The article from the Echo on Alexander’s speech had been read by almost all of them. Even if most of them would instinctively have preferred to listen to Frankie Vaughan or Sir Harry Secombe, t
hey felt a swelling of civic pride that a record should be made of a boy chorister who had been born in the city hospital and who had lived and been educated in the city ever since. Felicity had traded heavily on that on her vast circle of visits, telling her potential donors that the money was going into a three-thousand-pound fund for an immediate use, rather than a fifty-thousand-pound one for a less identifiable future. It had taken her only a week to raise the money for the record.

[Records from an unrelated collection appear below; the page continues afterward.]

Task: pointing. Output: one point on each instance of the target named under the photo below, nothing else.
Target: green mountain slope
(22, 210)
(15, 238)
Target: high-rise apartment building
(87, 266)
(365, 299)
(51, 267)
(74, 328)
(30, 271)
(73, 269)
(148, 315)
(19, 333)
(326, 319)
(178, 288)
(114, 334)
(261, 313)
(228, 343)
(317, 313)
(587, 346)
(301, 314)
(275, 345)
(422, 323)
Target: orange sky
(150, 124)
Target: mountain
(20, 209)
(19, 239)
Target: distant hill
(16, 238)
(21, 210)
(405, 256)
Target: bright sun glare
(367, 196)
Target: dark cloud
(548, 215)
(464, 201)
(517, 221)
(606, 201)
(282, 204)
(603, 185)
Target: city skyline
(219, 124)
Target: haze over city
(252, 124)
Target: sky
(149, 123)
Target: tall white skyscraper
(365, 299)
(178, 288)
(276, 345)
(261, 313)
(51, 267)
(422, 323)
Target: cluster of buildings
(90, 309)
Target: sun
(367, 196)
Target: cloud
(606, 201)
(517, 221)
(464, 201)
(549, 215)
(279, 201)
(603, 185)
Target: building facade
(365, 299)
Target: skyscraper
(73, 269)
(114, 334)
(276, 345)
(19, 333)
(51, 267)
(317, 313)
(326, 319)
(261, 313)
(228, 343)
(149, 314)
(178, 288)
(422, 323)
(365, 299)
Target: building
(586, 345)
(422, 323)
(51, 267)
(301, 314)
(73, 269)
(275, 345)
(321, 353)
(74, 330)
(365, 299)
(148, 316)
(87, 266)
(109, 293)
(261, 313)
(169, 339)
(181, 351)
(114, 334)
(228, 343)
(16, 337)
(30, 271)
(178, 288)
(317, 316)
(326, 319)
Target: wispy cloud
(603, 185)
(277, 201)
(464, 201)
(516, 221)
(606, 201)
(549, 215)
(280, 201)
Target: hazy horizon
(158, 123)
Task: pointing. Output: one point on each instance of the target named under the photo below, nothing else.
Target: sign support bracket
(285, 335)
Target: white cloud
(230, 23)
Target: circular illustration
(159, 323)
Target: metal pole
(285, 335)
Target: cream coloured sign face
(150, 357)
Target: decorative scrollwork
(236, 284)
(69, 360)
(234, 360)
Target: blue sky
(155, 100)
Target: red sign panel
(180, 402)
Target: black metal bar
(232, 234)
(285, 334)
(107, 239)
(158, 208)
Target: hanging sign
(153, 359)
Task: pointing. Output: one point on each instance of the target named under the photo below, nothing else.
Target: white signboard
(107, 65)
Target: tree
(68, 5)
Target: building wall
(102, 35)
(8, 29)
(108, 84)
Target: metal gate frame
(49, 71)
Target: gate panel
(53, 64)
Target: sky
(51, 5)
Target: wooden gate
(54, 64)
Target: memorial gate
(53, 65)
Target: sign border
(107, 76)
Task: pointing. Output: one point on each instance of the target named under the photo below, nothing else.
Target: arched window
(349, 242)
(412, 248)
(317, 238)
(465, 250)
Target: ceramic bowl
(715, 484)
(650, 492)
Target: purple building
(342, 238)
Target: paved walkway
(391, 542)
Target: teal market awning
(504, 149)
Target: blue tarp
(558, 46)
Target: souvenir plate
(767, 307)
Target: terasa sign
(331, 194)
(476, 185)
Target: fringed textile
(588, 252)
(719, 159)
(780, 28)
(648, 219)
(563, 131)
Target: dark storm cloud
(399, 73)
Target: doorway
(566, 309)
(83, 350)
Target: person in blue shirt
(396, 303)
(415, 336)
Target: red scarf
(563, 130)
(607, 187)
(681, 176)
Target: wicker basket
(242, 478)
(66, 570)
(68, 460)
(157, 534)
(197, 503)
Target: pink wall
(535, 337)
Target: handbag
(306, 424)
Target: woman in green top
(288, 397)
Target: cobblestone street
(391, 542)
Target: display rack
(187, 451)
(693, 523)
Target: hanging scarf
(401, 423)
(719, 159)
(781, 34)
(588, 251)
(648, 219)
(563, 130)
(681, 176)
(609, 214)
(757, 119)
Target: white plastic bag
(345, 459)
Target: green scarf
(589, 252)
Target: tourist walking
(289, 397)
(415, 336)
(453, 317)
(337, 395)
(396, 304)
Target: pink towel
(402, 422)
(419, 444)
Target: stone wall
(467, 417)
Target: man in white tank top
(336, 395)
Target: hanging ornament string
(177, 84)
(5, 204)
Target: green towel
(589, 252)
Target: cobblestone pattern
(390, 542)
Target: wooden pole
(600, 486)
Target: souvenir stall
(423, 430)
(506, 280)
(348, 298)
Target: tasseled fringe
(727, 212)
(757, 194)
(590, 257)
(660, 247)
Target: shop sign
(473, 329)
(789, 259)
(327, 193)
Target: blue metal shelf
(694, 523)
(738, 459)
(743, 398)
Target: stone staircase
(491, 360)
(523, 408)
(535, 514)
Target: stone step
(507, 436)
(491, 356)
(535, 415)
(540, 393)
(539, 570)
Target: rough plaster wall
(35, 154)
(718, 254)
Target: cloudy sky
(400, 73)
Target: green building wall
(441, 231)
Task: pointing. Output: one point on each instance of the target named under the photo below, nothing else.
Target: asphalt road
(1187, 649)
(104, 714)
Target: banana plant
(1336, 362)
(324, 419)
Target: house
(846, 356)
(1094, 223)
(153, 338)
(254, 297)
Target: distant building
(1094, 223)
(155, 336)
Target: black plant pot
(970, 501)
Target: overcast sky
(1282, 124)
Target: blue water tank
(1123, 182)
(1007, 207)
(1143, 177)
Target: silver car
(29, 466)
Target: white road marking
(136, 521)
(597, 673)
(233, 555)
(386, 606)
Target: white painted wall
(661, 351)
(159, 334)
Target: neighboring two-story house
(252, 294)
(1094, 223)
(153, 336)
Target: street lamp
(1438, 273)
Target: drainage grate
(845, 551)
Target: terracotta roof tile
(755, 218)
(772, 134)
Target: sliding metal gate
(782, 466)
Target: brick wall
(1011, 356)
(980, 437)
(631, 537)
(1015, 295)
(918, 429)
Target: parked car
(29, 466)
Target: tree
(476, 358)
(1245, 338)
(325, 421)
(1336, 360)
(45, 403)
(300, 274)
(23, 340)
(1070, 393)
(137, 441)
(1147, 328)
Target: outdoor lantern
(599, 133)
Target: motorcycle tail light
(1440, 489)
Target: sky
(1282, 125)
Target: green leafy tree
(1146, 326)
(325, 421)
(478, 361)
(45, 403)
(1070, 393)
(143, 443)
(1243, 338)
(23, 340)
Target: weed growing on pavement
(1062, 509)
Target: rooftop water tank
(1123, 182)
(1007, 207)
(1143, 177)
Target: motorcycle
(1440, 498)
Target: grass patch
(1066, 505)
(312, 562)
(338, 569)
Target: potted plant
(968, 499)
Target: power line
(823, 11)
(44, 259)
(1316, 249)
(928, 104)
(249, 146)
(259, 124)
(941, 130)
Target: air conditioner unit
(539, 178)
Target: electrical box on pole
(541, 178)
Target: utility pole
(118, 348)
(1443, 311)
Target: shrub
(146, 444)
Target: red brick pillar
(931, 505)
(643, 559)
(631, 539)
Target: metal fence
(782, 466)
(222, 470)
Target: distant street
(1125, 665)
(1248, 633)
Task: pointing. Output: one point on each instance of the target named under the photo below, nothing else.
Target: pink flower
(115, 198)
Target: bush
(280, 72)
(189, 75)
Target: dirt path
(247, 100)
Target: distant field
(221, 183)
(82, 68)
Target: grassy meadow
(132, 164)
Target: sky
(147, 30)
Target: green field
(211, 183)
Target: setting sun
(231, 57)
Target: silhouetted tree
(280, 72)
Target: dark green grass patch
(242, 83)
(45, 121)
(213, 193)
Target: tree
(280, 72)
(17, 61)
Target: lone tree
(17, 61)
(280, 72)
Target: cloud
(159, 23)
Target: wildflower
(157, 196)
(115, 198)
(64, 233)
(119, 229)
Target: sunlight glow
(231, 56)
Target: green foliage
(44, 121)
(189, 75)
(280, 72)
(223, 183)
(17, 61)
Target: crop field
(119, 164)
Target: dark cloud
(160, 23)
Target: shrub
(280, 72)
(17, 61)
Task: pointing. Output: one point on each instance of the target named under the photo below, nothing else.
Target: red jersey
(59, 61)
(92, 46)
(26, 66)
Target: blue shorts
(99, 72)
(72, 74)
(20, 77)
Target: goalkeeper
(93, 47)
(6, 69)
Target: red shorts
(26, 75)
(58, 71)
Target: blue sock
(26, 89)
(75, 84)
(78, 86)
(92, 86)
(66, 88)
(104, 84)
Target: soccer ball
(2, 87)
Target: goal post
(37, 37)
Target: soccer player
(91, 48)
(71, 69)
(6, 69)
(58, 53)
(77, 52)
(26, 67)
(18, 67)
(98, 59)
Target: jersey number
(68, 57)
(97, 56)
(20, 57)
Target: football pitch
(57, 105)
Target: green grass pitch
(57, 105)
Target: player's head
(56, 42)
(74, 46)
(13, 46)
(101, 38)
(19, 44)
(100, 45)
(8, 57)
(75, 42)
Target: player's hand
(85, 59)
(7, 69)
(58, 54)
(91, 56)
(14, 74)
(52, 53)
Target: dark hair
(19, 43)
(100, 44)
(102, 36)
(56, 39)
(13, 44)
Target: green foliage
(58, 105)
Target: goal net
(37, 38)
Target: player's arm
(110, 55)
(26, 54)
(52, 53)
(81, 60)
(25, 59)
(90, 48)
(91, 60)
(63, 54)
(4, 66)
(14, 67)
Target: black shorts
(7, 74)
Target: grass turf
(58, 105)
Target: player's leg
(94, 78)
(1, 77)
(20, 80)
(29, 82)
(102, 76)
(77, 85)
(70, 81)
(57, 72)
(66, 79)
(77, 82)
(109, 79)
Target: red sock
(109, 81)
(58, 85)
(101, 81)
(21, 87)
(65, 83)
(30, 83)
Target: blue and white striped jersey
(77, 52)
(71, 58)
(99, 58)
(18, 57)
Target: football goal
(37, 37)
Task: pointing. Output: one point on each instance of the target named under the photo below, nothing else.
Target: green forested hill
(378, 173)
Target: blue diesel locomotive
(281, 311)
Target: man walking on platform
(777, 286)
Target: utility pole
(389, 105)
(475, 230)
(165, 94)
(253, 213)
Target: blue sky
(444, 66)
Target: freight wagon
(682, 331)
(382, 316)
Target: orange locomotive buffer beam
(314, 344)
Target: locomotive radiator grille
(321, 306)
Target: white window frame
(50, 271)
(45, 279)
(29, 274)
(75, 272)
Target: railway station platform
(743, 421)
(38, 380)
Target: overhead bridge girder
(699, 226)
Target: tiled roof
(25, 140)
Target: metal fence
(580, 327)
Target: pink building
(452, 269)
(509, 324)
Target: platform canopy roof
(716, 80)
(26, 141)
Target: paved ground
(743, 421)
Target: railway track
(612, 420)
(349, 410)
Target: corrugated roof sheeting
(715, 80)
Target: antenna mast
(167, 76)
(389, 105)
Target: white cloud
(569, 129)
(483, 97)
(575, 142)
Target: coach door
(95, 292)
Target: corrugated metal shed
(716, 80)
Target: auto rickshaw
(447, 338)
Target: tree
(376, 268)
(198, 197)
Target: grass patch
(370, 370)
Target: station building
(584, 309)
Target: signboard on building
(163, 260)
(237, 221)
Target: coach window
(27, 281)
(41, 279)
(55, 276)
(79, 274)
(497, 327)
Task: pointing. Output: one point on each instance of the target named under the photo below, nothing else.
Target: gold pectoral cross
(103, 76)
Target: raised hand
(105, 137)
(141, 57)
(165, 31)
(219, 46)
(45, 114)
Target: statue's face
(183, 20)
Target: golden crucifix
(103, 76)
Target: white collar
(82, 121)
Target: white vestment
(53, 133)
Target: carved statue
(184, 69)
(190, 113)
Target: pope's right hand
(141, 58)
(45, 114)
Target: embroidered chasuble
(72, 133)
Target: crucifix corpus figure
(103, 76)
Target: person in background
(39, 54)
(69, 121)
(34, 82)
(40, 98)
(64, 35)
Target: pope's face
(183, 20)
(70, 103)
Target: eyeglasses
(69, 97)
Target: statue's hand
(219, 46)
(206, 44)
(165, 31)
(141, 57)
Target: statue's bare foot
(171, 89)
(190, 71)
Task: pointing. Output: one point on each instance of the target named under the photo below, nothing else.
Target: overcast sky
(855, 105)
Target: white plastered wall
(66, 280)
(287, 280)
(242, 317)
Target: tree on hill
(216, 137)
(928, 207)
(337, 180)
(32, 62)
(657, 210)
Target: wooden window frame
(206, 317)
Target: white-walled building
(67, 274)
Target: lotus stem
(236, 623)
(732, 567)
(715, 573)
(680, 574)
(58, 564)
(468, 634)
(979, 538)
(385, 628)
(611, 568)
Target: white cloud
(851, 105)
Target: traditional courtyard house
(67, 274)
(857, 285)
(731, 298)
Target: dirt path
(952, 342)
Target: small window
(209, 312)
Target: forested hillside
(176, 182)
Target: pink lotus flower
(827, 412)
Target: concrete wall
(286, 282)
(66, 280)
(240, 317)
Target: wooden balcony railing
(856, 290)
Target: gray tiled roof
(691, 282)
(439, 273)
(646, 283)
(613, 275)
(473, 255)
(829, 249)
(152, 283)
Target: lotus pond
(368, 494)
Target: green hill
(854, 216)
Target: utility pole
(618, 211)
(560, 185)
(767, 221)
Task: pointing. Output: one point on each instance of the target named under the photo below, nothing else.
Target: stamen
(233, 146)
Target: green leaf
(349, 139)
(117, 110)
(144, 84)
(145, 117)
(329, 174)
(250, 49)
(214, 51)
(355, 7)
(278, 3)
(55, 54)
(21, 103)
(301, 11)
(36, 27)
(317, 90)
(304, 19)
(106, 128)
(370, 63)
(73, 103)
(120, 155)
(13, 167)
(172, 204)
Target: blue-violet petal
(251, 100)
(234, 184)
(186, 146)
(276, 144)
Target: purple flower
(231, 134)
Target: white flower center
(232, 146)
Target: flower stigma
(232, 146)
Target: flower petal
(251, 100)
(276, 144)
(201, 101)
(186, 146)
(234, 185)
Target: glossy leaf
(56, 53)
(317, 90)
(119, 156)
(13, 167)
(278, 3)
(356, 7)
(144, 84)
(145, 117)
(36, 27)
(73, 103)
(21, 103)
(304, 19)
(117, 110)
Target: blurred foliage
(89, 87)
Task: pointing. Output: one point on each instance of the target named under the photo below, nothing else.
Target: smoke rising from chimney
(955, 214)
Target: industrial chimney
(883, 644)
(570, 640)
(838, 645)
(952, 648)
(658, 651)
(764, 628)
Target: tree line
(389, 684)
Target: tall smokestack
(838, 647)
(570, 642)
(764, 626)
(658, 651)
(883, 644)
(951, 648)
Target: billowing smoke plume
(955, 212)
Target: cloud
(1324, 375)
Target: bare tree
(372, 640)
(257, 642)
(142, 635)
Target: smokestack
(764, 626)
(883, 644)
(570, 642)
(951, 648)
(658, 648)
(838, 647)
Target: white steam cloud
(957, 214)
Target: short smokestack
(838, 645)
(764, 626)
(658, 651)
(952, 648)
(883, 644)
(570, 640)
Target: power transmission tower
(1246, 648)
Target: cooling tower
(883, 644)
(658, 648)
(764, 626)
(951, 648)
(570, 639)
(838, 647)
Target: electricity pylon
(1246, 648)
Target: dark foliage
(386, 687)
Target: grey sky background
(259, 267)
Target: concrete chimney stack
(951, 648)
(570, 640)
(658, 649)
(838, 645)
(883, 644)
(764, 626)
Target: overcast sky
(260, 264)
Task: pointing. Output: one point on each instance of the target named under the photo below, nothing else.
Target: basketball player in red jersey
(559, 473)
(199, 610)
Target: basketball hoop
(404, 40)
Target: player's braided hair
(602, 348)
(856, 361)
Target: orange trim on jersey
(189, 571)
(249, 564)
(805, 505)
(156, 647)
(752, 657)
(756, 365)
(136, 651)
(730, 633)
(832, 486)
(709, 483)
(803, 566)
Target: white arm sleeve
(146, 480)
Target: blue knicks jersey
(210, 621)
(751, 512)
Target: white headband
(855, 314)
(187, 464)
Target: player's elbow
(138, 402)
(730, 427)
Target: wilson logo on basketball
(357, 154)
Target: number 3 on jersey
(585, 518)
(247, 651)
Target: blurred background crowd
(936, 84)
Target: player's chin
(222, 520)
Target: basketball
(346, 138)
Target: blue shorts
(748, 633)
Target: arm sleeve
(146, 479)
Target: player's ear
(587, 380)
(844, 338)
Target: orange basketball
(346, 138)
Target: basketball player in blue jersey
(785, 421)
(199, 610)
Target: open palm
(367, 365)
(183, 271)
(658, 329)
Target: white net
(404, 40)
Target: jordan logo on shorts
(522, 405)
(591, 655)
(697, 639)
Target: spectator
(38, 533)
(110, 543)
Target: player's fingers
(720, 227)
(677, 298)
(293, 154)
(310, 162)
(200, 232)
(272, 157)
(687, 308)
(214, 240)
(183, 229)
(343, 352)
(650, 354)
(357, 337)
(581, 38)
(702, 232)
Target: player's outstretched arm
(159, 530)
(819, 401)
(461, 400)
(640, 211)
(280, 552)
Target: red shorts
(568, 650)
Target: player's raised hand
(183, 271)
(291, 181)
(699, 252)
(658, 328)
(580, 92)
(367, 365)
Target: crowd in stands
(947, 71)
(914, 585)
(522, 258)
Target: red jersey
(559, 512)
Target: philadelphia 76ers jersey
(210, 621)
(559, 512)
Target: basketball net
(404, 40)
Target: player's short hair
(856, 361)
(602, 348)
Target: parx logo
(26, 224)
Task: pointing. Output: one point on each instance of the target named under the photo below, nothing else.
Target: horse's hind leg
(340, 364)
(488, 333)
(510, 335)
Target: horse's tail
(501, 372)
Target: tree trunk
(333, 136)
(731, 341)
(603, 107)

“The funny thing is,” she said to the wine bar owner in Lydbrook Street who had, to her surprise and delight, written out a cheque for a hundred pounds, “that I simply detest organizing and asking people for things. I can’t believe how good you are all being.”
He was not a man who cared much for women, but he knew when gallantry was called for.
“Depends how we’re asked, doesn’t it—”
Sally helped her on half days, and a surge of parents appeared burning with a kind of missionary zeal. A mother with the administrative appetites of Bridget Cavendish made a list of parishes, housing estates, industrial estates, and schools and allotted each one its fundraising representative. Two girls from the sixth form produced a campaign poster, which the father of a third ran off on his commercial copier two hundred times. Volunteers from the fourth and fifth years were given batches of these to pin up. Bridget Cavendish, opening the door to let Benedict out before breakfast one morning, found that a poster had been tied to the bars of the deanery gate in the night. She took it in at once and waved it in outrage at the dean, and quite failed to notice, in the energy of her own reaction, that he looked not so much angry as full of profoundest misery.
“Just—take it away.”
“But, Huffo, will you not do something?”
“I shall do nothing.”
“It is open defiance and disloyalty.”
“Confrontation is not the answer.”
“Huffo, what is the matter with you?”
He could not look at her, he could hardly bear, at this moment, to be in the same room with this life’s companion who understood nothing of the articles of faith by which he lived. His isolation was very terrible, so terrible that at times just now he could not even look at his God, let alone pray to Him. He raised a hand in a strange helpless gesture and let it fall again.